The next round of US measures will probably hit officials and ‘oligarchs’ close to the Kremlin. Before he returned to Russia last month, Navalny published a letter to Biden calling for US sanctions against a ‘priority shortlist’ of eight prominent Russians, including Roman Abramovich, Alisher Usmanov and senior executives at state-owned banks VTB and VEB.

Looking further ahead, other drivers for new sanctions will include:

1) The political situation in Russia. Repression will worsen as the Kremlin prepares for parliamentary elections in the autumn. This will provoke further US condemnation and pressure for action will increase.

2) Biden has commissioned an interagency review of Russian activities. This is looking into the Navalny poisoning, election interference, cyber-attacks and claims that the Kremlin offered the Taliban rewards to kill US troops in Afghanistan. Depending on the conclusions, it could stoke pressure for additional measures. Obvious targets would be more officials and ‘oligarchs’ but might also include State-owned companies, the Nord Stream II pipeline and, perhaps, new issues of sovereign debt.

3) Senior US figures favour stronger sanctions to put pressure on Russia to resolve the conflict in Ukraine. Russian actions elsewhere – for example, overt intervention in Belarus or exceptionally provocative activity in Western countries (such as cyber-attacks and assassinations) – could also lead to further measures.

The Biden administration will look to impose sanctions by Executive Order (“EO”), not law. The principal legal authority, the Countering America’s Adversaries Through Sanctions Act (“CAATSA”), is inflexible because it makes the lifting of sanctions dependent on congressional approval. The law was adopted in 2017 primarily to prevent Trump from cancelling Obama-era EOs that had imposed punitive measures on Russia. Trump’s departure makes CAATSA largely redundant, although the White House could use it to show Russia that new sanctions had bipartisan support. Meanwhile, Biden might be mandated to react to the Navalny poisoning by the 1991 Chemical and Biological Weapons Control and Warfare Elimination Act, which envisages measures against countries using chemical weapons. And Congress could well pass more sanctions legislation to block completion of Nord Stream II; both Democrats and Republicans view the pipeline as a threat to US strategic interests.

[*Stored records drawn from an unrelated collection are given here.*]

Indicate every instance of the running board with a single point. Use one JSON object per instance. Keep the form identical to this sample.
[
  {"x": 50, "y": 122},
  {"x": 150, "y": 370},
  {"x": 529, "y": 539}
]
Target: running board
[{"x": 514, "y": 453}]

The Biden administration intends to co-ordinate its sanctions policy with Western partners. The UK, which since Brexit has its own sanctions capability, and Canada will be broadly supportive. The EU has today implemented fresh sanctions against four Russians following the disastrous visit to Moscow by Josep Borrell, the bloc’s foreign policy chief. But the EU remains divided over Russia policy and is unlikely to go as far as the US. The US will press ahead without the EU if necessary, widening the gap between the leading Western countries on this issue.